# CS421: Introduction to Machine Learning
## Project: Predicting Credit Card Customer Churn
### Model: Support Vector Machine
---

# 1. Importing packages & libraries

In [7]:
# import pyforest
import numpy as np
import pandas as pd
from imblearn.over_sampling import SMOTE
from imblearn.pipeline import Pipeline
from sklearn.preprocessing import MinMaxScaler
from sklearn.metrics import make_scorer, classification_report, confusion_matrix, ConfusionMatrixDisplay, accuracy_score, recall_score, precision_score, f1_score, fbeta_score, roc_auc_score, roc_curve, auc
from sklearn.decomposition import TruncatedSVD
from sklearn.model_selection import GridSearchCV, KFold, train_test_split, cross_validate, StratifiedKFold
from sklearn.compose import ColumnTransformer
from sklearn.svm import SVC

# 2. Reading file & tidying up columns for train test split

In [4]:
df_train = pd.read_csv("../data/train.csv")
df_test = pd.read_csv("../data/test.csv")

y_train = df_train[["attrition_flag"]]
x_train = df_train.drop("attrition_flag", axis=1)

y_test = df_test[["attrition_flag"]]
x_test = df_test.drop("attrition_flag", axis=1)

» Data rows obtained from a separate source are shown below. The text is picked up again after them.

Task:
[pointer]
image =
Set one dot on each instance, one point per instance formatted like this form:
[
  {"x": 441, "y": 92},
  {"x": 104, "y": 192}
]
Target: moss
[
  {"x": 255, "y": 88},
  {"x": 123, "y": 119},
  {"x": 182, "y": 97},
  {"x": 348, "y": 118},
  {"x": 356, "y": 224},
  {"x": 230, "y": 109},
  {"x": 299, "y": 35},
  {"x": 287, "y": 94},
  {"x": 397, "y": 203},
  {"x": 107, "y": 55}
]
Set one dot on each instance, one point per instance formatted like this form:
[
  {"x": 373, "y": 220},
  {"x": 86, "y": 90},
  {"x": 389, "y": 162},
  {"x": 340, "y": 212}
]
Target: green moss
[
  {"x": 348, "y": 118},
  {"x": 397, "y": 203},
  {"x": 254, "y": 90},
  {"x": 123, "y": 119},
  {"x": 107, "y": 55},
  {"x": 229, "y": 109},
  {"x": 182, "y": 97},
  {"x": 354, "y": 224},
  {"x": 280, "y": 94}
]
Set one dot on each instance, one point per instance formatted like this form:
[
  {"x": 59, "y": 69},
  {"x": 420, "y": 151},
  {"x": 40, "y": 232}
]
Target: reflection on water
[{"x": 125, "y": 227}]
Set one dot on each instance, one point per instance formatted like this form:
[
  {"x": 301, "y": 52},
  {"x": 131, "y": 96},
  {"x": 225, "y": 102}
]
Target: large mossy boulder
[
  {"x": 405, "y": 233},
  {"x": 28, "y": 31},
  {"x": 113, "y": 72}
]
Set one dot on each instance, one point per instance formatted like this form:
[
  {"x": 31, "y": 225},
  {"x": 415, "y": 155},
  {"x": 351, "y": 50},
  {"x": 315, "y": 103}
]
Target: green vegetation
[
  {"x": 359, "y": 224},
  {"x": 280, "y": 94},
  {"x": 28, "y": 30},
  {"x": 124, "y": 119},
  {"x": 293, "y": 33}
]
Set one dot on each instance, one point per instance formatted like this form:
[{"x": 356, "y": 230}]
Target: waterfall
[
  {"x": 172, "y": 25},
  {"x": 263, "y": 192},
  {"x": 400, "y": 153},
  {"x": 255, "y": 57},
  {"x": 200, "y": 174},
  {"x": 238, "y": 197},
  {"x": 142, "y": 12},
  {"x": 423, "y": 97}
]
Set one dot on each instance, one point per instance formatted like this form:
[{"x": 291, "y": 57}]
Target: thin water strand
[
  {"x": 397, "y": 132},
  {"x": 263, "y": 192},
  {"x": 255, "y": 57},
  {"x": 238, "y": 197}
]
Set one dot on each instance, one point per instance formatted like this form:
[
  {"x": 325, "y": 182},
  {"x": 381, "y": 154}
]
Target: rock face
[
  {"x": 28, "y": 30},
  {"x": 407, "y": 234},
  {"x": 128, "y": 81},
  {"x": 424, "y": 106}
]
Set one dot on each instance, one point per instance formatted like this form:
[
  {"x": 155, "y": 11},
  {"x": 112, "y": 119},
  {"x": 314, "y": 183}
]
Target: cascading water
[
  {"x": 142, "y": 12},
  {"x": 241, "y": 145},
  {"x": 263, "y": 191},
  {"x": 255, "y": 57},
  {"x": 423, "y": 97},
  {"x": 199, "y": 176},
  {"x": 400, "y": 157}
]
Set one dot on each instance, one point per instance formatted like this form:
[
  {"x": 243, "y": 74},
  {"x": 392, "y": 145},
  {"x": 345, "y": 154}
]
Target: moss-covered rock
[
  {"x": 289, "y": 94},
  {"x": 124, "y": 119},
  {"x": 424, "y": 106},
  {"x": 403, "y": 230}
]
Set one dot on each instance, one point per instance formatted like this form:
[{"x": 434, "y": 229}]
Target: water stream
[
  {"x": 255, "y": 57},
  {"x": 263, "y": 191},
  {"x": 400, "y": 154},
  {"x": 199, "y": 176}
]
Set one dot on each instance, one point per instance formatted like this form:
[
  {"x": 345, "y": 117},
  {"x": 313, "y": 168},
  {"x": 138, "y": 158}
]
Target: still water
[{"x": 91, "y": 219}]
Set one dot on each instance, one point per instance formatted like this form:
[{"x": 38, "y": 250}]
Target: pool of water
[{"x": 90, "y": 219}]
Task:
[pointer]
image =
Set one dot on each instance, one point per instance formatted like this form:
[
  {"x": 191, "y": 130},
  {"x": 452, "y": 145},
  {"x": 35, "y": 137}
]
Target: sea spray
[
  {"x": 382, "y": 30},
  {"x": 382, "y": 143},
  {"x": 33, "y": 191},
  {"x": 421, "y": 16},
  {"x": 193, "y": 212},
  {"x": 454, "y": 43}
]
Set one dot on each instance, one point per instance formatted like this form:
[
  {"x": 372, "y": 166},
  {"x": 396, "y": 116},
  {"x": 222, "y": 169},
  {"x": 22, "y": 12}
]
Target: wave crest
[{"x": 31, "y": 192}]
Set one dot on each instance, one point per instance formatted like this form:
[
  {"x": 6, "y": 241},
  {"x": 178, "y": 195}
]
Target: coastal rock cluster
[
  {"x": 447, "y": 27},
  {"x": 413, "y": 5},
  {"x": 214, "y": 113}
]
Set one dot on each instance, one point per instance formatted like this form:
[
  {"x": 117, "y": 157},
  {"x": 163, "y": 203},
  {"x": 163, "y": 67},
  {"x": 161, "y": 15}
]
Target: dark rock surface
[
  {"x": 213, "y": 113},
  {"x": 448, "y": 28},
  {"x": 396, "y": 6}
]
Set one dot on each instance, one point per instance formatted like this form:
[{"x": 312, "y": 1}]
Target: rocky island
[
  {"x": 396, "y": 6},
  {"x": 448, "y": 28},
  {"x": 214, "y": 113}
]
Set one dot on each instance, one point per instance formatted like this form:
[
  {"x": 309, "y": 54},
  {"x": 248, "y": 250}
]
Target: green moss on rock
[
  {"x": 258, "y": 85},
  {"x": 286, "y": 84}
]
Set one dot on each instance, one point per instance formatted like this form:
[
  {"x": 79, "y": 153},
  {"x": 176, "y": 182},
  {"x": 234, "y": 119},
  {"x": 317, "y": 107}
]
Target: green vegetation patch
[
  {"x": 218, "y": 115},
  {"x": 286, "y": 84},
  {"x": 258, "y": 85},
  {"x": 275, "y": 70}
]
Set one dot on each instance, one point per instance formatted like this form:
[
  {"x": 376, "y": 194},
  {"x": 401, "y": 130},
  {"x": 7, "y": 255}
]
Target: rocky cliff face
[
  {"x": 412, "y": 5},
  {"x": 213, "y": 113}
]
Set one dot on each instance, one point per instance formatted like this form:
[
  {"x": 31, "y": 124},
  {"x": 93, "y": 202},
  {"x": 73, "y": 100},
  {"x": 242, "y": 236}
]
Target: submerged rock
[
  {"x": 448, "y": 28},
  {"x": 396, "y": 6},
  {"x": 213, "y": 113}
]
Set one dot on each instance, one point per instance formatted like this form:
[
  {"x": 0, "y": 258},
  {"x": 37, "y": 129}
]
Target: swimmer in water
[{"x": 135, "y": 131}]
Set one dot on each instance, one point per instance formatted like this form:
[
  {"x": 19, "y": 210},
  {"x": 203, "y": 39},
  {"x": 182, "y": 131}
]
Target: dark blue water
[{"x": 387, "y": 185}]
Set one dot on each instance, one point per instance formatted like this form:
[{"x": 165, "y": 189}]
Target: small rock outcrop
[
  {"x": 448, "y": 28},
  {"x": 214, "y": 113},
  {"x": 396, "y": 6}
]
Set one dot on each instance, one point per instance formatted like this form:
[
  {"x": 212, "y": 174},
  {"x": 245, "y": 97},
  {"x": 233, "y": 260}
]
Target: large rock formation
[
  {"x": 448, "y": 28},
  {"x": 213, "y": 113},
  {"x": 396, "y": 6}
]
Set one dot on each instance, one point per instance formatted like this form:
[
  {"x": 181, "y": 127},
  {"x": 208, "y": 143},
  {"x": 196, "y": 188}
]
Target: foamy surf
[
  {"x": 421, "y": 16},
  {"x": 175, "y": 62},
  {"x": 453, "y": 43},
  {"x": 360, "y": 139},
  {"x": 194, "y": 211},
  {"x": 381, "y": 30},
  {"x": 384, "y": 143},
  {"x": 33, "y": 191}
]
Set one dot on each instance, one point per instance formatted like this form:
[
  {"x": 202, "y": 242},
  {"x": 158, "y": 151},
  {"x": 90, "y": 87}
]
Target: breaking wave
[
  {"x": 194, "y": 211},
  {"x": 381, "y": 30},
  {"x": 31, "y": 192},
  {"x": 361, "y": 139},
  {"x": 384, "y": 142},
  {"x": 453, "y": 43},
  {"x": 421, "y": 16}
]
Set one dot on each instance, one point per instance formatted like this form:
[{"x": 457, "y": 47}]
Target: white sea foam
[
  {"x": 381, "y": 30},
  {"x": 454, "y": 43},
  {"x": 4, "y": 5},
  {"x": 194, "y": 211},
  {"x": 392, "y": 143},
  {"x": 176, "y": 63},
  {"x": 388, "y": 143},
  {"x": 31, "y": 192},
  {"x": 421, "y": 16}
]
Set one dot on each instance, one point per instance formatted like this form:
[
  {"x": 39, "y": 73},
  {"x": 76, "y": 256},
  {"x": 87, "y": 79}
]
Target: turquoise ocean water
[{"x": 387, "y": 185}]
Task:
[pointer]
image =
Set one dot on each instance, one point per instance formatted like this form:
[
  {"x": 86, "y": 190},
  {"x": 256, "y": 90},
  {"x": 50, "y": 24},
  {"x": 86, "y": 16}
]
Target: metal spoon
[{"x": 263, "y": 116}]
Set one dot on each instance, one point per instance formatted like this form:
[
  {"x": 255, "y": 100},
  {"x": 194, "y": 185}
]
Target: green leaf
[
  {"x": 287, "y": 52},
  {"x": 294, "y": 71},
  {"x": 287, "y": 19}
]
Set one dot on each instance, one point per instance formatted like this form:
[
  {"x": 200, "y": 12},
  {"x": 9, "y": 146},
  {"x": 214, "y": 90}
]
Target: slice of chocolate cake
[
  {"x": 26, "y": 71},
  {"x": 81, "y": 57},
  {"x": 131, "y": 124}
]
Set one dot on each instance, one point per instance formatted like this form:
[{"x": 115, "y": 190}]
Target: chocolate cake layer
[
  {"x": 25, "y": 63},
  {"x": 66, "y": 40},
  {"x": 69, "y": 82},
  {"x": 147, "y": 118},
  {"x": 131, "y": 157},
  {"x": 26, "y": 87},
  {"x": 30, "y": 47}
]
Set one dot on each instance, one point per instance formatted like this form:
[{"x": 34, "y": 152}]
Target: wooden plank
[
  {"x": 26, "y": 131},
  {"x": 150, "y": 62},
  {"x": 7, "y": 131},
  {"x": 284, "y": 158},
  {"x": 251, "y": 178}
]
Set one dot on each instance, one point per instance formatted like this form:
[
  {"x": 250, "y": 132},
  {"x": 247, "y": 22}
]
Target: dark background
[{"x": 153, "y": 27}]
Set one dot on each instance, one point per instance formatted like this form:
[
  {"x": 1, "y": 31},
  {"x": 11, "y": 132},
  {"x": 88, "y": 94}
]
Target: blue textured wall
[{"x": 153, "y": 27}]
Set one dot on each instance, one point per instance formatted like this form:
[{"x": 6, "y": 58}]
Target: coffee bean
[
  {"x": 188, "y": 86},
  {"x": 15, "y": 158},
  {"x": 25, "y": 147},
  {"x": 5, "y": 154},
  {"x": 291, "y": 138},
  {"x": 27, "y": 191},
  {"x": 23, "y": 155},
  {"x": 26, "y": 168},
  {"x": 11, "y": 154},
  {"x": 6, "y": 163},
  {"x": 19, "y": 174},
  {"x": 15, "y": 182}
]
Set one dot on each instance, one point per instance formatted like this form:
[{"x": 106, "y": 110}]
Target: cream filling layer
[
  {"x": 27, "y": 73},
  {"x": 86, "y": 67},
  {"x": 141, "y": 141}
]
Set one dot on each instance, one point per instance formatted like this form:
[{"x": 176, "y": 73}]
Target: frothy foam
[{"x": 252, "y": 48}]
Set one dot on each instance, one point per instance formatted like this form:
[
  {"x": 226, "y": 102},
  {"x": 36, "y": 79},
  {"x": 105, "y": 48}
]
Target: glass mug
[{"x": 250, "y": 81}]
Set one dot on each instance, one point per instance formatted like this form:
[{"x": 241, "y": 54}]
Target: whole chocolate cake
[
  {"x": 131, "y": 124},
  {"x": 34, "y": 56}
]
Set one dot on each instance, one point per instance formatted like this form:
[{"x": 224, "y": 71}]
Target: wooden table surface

# 3. Model performance before Hyperparameter Tuning

### Creating function to evaluate model

In [9]:
def cv_evaluate_model(rf_clf):
    smote_sampler = SMOTE(random_state=2021)

    scale_features = x_train.columns[1:]

    scaler = ColumnTransformer(transformers=[ ('scaler', MinMaxScaler(), scale_features) ])

    pipeline = Pipeline(steps = [['scaler', scaler],
                                 ['smote', smote_sampler],
                                 ['classifier', rf_clf]])

    stratified_kfold = StratifiedKFold(shuffle=True, n_splits=5, random_state=2021)

    scoring = {"recall": 'recall',
               "fbeta_2": make_scorer(fbeta_score, beta=2),
               "roc_auc": make_scorer(roc_auc_score),
              }

    scores = cross_validate(pipeline, x_train, y_train.values.ravel(), cv=stratified_kfold,
                           scoring = scoring)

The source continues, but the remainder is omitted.